Mason expects lumber prices will moderate in the coming months, as summer holidays and oppressive heat reduces work hours at job sites in the U.S. South. But prices should remain above historical averages well into 2022.

“If 2020 was a mic-drop event, 2021 is setting up to be an even more impressive encore performance for the forest-product industry,” RBC Capital Markets said in an April recent report.

Record-high lumber prices are expected to mean “very strong free cash flow” for companies like West Fraser, Canfor Corp., and Interfor, RBC said.

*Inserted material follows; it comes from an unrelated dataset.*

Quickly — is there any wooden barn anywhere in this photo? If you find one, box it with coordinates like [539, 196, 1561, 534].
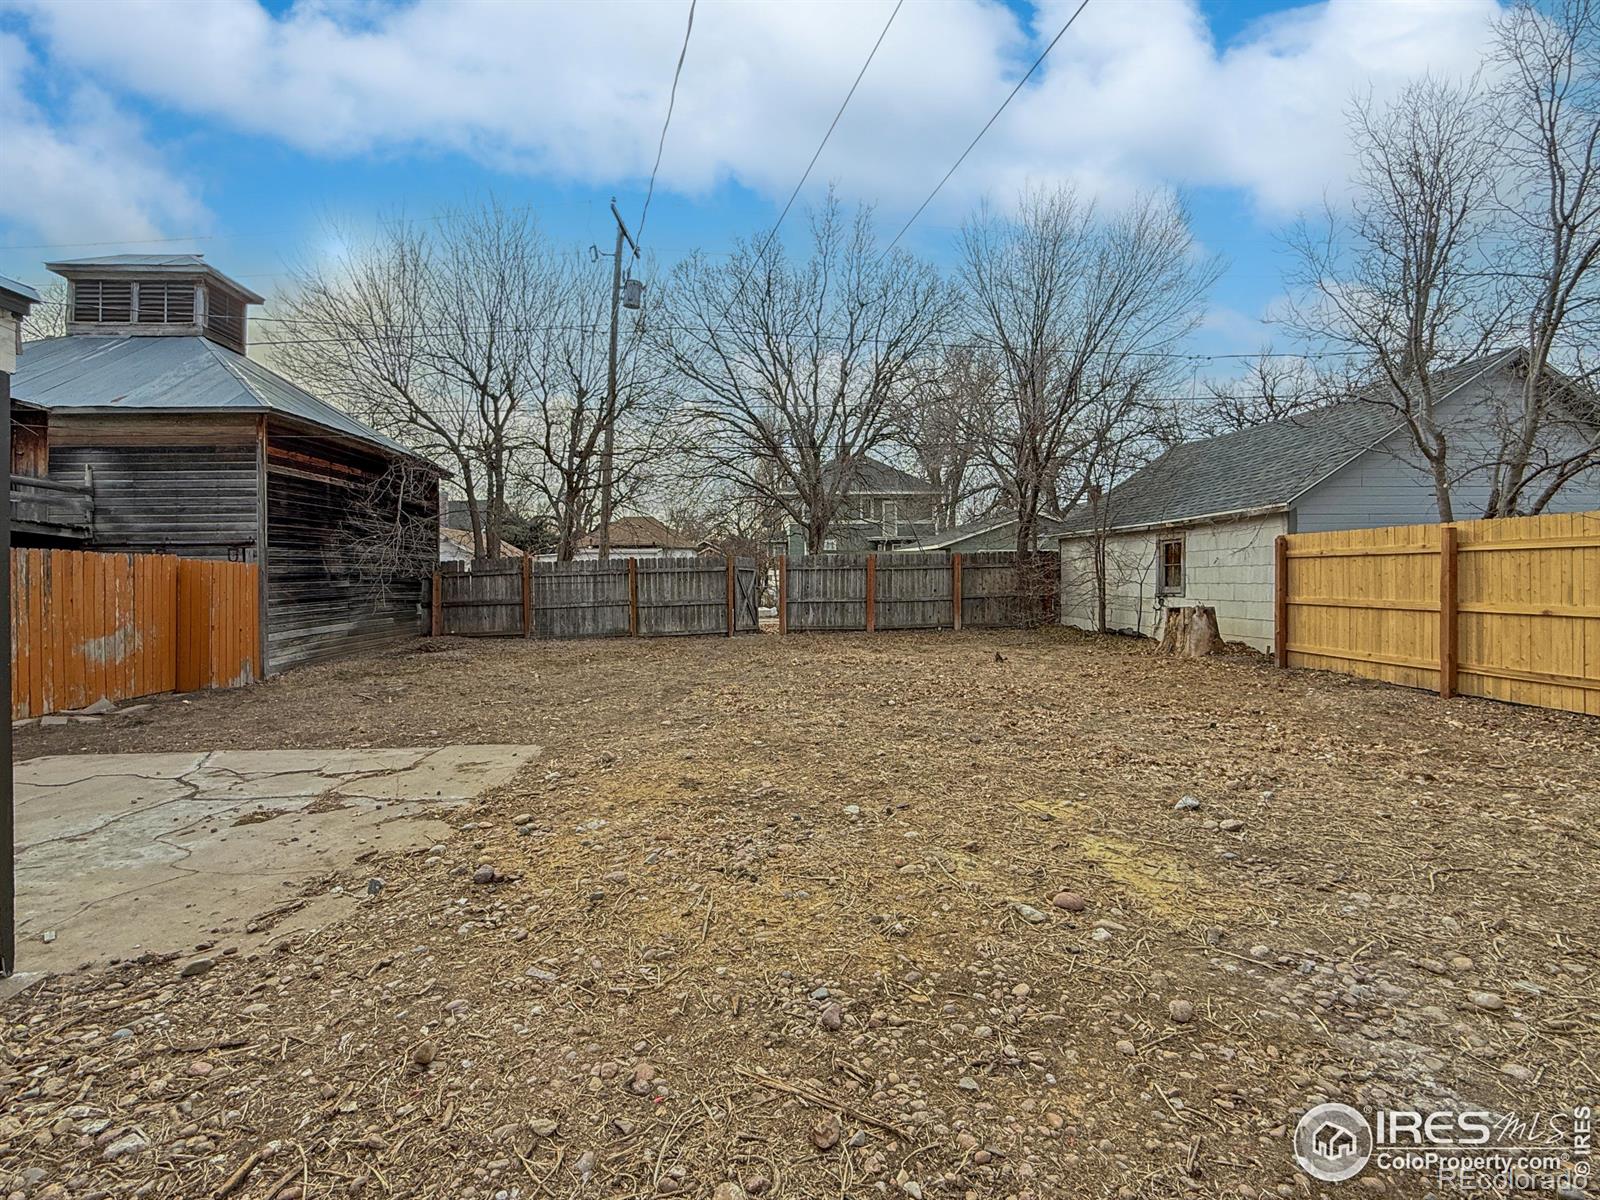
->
[11, 255, 442, 675]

For Taylor, an already “atrocious” lumber shopping experience was exacerbated by scant availability of oriented strand board, known as OSB, which is widely used as a plywood stand-in to make walls and floors. Instead, he had to buy more expensive wood panels.

Low inventories of OSB and other common wood products aren’t likely to reverse soon as pandemic-related labor disruptions make it difficult to ramp up production, according to CIBC Equity Research in an April 23 note in an April 23 note. But record profitability may incentivize more capacity, easing prices in 2022, the bank wrote.